You can see how this one opening chapter contains all the key words and ideas that are explored more deeply in the twelve teachings of chapters 2-5. Jacob immersed himself in the teachings of Jesus and the Proverbs, and he’s given us a great gift in this book of his own wisdom. It’s a beautifully-crafted punch in the gut for those who want to follow Jesus.
The body of the book is in chapters 2-5, consisting of twelve short teachings that call God’s people to wholehearted devotion to the way of Jesus. But these chapters don’t develop one main idea in a linear way. Instead, each teaching stands alone and usually concludes with a catchy one-liner. They are all connected through key repeated words and themes.
We begin with the first teaching, which is about favoritism and love (Jas. 2:1-13). Jacob exposes how we show favor to people who can benefit us, and we neglect people who can’t because they are needy. This behavior is the exact opposite of love as Jesus defined it (Matt. 5:46-48). Jacob goes on to show what genuine faith does and does not look like (Jas. 2:14-26). If someone says that they have faith in God but neglects the needs of the poor, this person’s faith is dead. Their actions betray what they say they believe. Genuine faith will always result in obedience to Jesus’ teachings (Matt. 7:21-27).
Scattered throughout this section of the book, there are three different places where Jacob develops Jesus’ own teaching about our words. With the very same mouth, we unleash pain on others while offering praise to God (Jas. 3:1-12).
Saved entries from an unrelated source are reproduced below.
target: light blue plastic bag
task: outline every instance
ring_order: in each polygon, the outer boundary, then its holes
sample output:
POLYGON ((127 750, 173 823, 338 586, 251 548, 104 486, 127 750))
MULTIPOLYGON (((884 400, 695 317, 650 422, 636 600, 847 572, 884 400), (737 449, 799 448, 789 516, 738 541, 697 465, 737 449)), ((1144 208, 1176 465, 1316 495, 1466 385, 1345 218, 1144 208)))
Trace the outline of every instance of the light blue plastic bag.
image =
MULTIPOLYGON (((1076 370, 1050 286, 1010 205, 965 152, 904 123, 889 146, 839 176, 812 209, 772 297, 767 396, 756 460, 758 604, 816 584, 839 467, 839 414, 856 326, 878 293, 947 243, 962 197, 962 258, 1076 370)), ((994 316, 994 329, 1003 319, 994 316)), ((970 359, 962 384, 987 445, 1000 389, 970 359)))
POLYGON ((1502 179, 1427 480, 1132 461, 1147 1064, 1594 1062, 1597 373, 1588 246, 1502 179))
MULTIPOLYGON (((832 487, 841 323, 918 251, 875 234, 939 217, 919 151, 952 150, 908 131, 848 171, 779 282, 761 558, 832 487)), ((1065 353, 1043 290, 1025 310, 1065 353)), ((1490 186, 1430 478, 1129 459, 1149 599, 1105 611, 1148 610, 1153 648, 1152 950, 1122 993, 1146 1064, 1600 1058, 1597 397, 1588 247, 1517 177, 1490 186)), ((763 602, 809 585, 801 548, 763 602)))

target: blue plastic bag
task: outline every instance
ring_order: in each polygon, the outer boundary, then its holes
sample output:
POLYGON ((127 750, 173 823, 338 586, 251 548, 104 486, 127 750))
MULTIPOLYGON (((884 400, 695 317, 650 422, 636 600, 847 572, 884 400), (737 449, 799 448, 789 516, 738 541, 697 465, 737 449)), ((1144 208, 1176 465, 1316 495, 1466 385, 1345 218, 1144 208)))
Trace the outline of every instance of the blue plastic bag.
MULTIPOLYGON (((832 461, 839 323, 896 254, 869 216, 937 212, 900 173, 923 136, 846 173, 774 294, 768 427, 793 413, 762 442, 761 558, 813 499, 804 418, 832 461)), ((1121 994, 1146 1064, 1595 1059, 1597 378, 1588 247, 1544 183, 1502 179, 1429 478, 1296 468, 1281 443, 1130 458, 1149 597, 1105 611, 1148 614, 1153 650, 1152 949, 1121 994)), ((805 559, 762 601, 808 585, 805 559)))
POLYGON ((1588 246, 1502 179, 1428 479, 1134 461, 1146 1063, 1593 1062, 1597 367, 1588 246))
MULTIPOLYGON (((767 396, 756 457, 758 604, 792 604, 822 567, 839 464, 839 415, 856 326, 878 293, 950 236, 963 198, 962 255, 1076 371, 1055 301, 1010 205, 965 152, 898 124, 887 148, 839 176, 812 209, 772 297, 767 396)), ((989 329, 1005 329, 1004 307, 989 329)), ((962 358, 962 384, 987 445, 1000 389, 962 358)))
We judge people and talk poorly about them behind their backs (Jas. 4:11-12), and we all tend to distort the truth to our own advantage (Jas. 5:12). This is so backwards and hypocritical! How we talk to and about people opens a window into our hearts and our core values. And our words tell the real truth about our character.
Jacob also believes that God’s Kingdom community is a place where the divisions created by wealth and social status are dismantled. He warns of the arrogance that wealth can create in people, especially those who believe that it will be around forever (Jas. 4:13-17). Jacob stays that their wealth will one day rot away just as they will (Jas. 5:1-6). In contrast, God’s people are to live with the patient hope for Jesus’ return to set all things right (Jas. 5:7-11; Matt. 24:13), and this should inspire a life full of faith-filled prayer (Jas. 5:13-18; Matt. 21:21-22). This part of the book is really powerful, and each teaching deserves slow rereading over a cup of tea followed by a long walk.
Following Jesus is not only about agreeing with theological information. Jesus’ followers become truly wise by living according to Jesus’ summary of the Torah—love God with everything you’ve got, and love your neighbor as yourself.